The drama of the HealthCare.gov Ad Hoc team is now a modern tech fable: a small cadre of young geeks from Silicon Valley and President Obama’s election campaign parachute into the federal bureaucracy to rescue the site and help exceed the goal of 8 million insured households nationwide. But even as they worked 80-hour weeks to salvage the botched creation of thousands of technocrats employed by 55 different contractors, another drama was occurring in stealth.
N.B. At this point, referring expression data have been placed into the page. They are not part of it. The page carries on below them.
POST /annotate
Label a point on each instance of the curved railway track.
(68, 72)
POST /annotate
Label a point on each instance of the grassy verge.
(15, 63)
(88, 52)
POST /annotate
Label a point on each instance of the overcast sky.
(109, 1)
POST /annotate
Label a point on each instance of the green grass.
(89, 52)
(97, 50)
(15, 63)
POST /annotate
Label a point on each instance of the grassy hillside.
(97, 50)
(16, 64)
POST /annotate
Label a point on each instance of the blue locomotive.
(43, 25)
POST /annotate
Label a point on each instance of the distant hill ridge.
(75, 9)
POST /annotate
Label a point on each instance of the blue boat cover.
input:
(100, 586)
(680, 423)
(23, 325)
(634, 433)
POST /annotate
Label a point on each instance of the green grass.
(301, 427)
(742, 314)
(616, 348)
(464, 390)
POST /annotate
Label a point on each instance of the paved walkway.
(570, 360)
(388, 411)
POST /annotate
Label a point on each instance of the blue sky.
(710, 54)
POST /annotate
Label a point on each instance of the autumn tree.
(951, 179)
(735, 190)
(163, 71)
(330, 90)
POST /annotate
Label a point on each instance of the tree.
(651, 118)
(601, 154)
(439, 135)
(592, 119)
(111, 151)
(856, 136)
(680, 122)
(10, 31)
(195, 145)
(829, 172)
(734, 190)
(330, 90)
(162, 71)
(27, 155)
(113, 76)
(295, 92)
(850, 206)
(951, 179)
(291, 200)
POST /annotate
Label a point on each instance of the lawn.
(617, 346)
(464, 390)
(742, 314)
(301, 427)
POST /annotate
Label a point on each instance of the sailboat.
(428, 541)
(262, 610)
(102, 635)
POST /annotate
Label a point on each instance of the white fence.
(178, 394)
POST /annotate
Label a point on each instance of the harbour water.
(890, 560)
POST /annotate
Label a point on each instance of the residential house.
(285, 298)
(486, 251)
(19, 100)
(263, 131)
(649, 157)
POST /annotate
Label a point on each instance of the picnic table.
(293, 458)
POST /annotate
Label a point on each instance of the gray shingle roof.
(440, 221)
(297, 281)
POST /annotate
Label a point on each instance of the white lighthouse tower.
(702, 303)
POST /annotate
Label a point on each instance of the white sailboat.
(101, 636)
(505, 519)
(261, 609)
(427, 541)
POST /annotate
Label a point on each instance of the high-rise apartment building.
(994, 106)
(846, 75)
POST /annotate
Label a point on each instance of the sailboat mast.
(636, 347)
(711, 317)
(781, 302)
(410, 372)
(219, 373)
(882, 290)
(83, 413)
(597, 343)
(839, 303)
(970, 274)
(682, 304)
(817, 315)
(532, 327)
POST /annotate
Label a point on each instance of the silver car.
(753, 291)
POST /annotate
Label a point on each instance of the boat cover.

Members of the Ad Hoc team were already looking ahead to the next version, recruiting a second wave of programmers drawn from startups as well as larger companies like Google.
That team, officially dubbed Marketplace 2.0, is creating core features of the next generation of HealthCare.gov that will debut when the next enrollment period begins November 15. Key upgrades include a simpler interface for a majority of users, a more robust plan comparison tool, and a new login system rebuilt from the ground up. The effort doesn’t deal with components like rating engines, tax credits and financial management; instead it focuses on making it easier for applicants to connect with insurance plans. Officials at Centers for Medicare and Medicaid Services outlined the key pieces for WIRED:
Application 2.0: This is the new front end for the application, including a component that determines an applicant’s eligibility for a plan. Though the underlying logic is the same as the recent one developed by the Ad Hoc team and used by more than 5.45 million people in the first go-round, the 2.0 team aims to create a simpler, more efficient user interface designed to boost the percentage of visits that lead to health plan subscriptions. Officials estimate that about 35 to 40 percent of applicants with more complicated household situations will still have to use the more painstaking process from the 2014 enrollment period. But these officials see the new system eventually handling a broader range of scenarios. Application 2.0 is also designed to work more effectively when applicants use mobile devices. More than a fourth of those who enrolled in the first sign-up period came to the site through mobile devices.
The administration might want to rethink making the website and mobile apps functional. The tech difficulties gave them a lot of cover for all of the awful things happening that were central to the law, like premiums going up and policies being canceled. Obama partisans hit television news barking “Web site!” like a trained chihuahua choir and drowning out the more serious problems.
As we roll towards the second round of open enrollment, the news isn’t improving much.
The site may be more functional for Round Two, but will anybody like what they find out from it?